А к себе и к своим ранам Ава Полгар, как и раньше, должного уважения не проявила. Да что там! Она никогда всерьез не воспринимала ни себя, ни все, что с ней произошло. Во время жизни на улице этому была своя причина: начни Ава разбирать случившееся с должным вниманием и сочувствием к самой себе, ей не выдержать ни той жизни, ни тех условий. Там и тогда не было ни места, ни времени для всего этого. Там она всегда была настороже. То в испуге, то в страхе, то хотя бы в каком-то подобии обороны (что, должно быть, особенно смешно смотрелось, учитывая ее комплекцию и рост). Маленький и дикий, уличный зверек.

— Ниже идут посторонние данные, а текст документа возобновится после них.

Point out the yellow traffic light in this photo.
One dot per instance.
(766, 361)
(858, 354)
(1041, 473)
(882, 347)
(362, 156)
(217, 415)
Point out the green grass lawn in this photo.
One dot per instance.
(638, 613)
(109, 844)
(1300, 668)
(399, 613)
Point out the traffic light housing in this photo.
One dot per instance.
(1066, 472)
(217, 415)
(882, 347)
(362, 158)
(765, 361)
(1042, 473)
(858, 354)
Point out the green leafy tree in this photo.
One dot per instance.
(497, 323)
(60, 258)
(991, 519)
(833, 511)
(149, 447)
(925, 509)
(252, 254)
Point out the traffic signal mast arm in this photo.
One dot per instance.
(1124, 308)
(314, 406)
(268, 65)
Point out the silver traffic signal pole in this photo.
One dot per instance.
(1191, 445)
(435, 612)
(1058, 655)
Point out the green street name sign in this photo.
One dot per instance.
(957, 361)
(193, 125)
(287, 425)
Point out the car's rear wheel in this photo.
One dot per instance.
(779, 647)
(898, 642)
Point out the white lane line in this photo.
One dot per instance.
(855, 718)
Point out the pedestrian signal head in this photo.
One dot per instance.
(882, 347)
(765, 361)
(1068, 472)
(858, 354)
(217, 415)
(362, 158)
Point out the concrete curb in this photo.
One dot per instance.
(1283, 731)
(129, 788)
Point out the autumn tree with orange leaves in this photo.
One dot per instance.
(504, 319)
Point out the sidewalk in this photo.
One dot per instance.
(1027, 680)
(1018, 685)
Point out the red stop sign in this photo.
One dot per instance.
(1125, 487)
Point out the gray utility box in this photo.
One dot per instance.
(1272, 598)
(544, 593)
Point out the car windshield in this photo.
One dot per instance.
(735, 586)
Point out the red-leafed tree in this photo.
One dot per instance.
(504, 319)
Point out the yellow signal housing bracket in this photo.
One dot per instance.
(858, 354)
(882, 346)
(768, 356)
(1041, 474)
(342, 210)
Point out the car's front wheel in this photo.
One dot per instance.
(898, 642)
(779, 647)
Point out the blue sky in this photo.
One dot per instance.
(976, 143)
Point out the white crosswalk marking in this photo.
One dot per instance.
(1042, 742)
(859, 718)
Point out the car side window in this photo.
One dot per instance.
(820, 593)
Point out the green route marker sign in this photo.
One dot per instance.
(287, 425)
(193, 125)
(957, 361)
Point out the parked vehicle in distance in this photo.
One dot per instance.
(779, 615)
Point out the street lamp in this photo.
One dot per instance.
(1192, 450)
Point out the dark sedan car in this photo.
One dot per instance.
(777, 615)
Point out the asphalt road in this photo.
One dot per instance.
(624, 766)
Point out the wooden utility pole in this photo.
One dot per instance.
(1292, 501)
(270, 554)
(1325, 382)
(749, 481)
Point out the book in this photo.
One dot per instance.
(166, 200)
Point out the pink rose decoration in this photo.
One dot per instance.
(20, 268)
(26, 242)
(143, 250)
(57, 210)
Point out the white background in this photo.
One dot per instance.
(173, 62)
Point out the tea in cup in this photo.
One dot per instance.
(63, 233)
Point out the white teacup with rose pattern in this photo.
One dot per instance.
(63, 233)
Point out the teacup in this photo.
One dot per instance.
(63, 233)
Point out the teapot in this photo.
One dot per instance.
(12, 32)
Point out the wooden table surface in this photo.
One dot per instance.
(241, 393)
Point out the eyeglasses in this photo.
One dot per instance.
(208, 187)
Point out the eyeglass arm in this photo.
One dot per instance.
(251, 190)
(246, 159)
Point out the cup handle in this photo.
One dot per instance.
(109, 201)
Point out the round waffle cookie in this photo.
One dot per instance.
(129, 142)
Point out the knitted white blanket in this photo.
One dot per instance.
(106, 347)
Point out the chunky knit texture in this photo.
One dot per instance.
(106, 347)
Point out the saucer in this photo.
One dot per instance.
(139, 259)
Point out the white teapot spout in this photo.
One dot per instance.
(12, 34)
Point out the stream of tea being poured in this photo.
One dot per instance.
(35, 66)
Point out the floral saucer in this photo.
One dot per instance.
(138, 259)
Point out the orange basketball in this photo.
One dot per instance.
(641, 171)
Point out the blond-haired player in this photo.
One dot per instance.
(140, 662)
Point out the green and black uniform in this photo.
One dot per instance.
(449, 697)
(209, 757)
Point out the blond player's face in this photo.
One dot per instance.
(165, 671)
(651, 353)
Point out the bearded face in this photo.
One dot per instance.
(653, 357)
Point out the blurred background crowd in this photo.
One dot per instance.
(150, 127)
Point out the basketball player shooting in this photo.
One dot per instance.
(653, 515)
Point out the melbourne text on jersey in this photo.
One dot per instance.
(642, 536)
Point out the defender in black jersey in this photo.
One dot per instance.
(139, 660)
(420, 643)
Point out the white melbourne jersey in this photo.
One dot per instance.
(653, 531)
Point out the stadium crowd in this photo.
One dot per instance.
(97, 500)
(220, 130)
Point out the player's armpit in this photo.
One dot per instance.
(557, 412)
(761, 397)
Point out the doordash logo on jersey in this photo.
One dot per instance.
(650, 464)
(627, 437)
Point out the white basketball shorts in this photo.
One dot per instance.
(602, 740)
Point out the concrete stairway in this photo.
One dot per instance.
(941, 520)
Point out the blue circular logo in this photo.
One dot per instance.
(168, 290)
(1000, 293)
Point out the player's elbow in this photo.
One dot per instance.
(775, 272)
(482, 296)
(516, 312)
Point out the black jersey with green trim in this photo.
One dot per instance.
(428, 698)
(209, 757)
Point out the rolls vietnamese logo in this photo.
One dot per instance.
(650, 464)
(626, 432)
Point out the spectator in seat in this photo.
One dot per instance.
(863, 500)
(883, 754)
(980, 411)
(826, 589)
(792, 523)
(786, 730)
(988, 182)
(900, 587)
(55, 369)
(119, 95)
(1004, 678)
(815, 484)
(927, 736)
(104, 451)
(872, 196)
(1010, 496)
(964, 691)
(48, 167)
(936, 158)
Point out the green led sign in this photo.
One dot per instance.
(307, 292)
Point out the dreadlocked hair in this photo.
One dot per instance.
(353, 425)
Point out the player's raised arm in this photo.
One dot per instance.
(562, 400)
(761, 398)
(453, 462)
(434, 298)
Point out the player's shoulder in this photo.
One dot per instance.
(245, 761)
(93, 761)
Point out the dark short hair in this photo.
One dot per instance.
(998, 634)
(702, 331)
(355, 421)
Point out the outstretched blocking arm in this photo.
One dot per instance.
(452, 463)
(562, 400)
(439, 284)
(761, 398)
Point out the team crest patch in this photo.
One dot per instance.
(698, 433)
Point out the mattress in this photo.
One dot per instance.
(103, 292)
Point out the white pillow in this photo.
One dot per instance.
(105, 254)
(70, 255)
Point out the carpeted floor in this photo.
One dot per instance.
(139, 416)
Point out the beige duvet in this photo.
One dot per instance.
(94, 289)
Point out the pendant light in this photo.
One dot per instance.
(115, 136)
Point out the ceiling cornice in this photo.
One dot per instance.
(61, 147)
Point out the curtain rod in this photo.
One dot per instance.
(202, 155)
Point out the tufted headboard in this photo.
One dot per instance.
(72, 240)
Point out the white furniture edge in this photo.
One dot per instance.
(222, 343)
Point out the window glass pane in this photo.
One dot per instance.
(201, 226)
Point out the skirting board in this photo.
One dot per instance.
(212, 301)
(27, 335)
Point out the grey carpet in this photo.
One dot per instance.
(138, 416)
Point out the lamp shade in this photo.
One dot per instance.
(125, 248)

Но улица давно в прошлом, Эв. А ты с нее так и не вернулась. Ты все так же боишься. Почти всего. Не принимаешь себя всерьез, не любишь себя, не уважаешь. Живешь набегу, наотмашь, почти все в той же, — немного, правда, измененной, — обороне. Почти ни во что, кроме того же прошлого, не погружаешься искренне, всем сердцем. Потому что боишься. Потому что сердце очень болит. Всегда готовая сбежать, ты воспринимаешь все, что теперь у тебя есть, как игру. Дом, компания, деньги, — как временные опции очень краткой игры. Даже Sunrise, созданная тобой, вызывает у тебя страх. Ты думаешь о ней, — как и обо всем, что есть в твоей жизни, — что это не для тебя. Но... время идет. Настоящее уходит. А ты все еще поглощена прошлым. Прошлой болью, прошедшей тьмой, прошедшим ужасом... Остановись, Эв! Постой на месте, не убегай. Попробуй остановить себя. Сделай вдох, наберись, наконец, настоящей храбрости, ты же можешь! Ты столько всего выдержала, пережила! Признай, что все в твоей жизни — твое! Sunrise — твоя компания, Уильям — тот, кого ты очень сильно, искренне любишь...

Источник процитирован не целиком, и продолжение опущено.